NoSubstitute · October 3, 2021, 10:00am

Is there a conf setting for the --preferred-chain "ISRG Root X1" option, so that certbot on next renewal doesn't re-add the expired root?

I removed it manually, and now DOT on my Samsung S10+ is happy to run through Stunnel again, but it will be annoying if that breaks again in three months.

I only have certbot version 0.40.0 and Linux Mint doesn't have a newer version available.
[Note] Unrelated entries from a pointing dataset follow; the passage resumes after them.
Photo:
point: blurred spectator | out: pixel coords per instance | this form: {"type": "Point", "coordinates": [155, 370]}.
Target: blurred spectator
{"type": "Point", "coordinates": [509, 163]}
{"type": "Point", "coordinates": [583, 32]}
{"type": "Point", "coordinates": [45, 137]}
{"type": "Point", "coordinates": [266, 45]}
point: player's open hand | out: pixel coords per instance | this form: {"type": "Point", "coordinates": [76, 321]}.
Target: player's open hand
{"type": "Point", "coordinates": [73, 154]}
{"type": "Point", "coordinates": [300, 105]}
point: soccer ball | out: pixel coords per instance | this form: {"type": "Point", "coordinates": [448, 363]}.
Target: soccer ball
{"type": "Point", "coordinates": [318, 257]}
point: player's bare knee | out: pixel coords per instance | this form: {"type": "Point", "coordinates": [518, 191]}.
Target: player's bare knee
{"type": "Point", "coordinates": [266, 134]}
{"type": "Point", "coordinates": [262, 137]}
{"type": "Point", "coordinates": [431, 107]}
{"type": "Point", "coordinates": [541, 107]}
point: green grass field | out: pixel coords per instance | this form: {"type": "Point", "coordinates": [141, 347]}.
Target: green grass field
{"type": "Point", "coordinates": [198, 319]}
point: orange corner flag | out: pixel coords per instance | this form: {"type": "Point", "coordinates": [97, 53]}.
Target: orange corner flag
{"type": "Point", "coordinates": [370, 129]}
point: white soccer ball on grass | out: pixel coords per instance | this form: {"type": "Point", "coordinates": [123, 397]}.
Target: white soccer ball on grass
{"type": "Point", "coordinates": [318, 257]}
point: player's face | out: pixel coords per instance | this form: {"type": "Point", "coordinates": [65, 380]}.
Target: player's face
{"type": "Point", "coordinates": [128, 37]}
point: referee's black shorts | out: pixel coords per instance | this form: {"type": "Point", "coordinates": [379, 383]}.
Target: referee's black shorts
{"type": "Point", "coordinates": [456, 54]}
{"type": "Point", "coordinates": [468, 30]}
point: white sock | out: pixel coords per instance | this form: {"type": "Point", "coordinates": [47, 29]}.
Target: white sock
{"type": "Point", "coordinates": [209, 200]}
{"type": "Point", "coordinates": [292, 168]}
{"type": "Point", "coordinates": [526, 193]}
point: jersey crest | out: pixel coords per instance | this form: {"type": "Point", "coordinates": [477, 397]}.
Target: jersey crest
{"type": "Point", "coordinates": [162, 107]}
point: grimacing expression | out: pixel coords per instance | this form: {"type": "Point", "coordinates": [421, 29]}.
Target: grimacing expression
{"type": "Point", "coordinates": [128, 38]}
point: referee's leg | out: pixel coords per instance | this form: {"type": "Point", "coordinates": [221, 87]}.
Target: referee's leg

Osiris · October 3, 2021, 10:04am

Note that the --preferred-chain command line option isn't available for certbot 0.40.0: it's way too old. Perhaps you could use other methods of installing certbot. E.g., the currently recommended way is using "snap". Or perhaps using pip. See https://certbot.eff.org/ for more info.

Also, selecting a different chain through the command line without forcibly renewing the certificate is not possible unfortunately. It's possible to edit the renewal configuration file manually though, but you'd need certbot 1.12.0 or newer.

NoSubstitute · October 3, 2021, 10:31am

Using snap worked like a charm. Now my phone is happily running DOT through Stunnel.

Osiris · October 3, 2021, 10:34am

Note that "just installing certbot using snap" does not actually set the --preferred-chain "ISRG Root X1" option! It's just that a recent version of certbot is required for support for the --preferred-chain command line option.

NoSubstitute · October 3, 2021, 10:37am

Yes, but running it with that option did push the option into the conf automatically. I didn't have to add the option manually.